We are not interested in prizes, exhibitions, covers of magazines, or having our pieces exhibited in museums. In other words, none of these is interesting as an end in itself, but as a means to gaining the confidence of more manufacturers and reaching more people, which ultimately is our fundamental goal and, through that, making you happier? We would like that.

We do not understand, or rather, we do, but we do not like the idea of design as a boring media trade, more similar to the worst Hollywood than as a job whose aim, to the extent of its possibilities, is to make a better world; we believe that it takes a lot of modesty to approach people and expect our products to enter their lives, homes, offices and cities; we do not believe it takes camera flashes or glossy magazines to design a cup where, in a rainy autumn evening, someone, sitting in a chair also of our creation, drinks his/her favourite tea while minding his/her own business; we agree with Leonardo when he said: “the greatest wisdom lies in realising that what you are looking for already exists.”

We want our designs to have style, not a style; it is not our ambition to be cast in our designs.

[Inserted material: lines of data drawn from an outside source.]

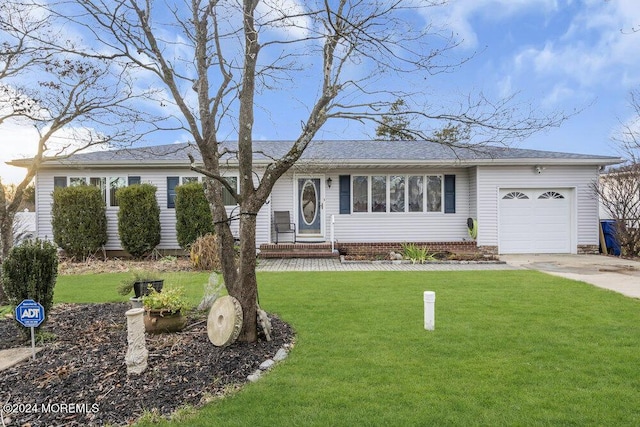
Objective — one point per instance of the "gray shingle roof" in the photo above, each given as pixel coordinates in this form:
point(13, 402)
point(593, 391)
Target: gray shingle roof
point(343, 152)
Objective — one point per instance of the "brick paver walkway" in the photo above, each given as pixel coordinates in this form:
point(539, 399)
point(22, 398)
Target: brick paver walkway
point(332, 264)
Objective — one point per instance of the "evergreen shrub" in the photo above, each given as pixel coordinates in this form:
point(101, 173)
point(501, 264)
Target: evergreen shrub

We do not want to design a table repeating the same stylistic patterns we have used for a corkscrew; we are not artists, we are designers, our ambition is to provide answers, not to raise questions.

We like to define ourselves as designers of the working days; as Baudelaire put it, we leave art “for Sundays”; in short, as Jean Renoir said: “art is the way to develop a trade”, we prefer to search for art in the way of doing rather than in the results.

We prefer to sell one million objects worth one Euro, rather than one object worth one million Euros.

We do not like to be called minimalist, we prefer the term essential; we do not design from the outside, from the shape, to the inside; thus we do not follow the process of simplifying and stripping the object of its qualities until reducing it to a skeletal formal cliché; we design from the inside, the project is determined by the object we are dealing with, we search for its essence; if someday we have a commission for an object with a baroque essence, we will design an excessively ornate and bombastic object, but we will never do it subject to the dictate of fashion or trend.

In short, we understand design as an existential activity, involved in life, and as Berger does with writing, design must be a manifestation of experience; we believe design is a job that requires, above all, curiosity, lots of curiosity, criticism and, especially, self-criticism, as ultimately we are buyers and users, besides designers; we could never design something we would not buy for ourselves.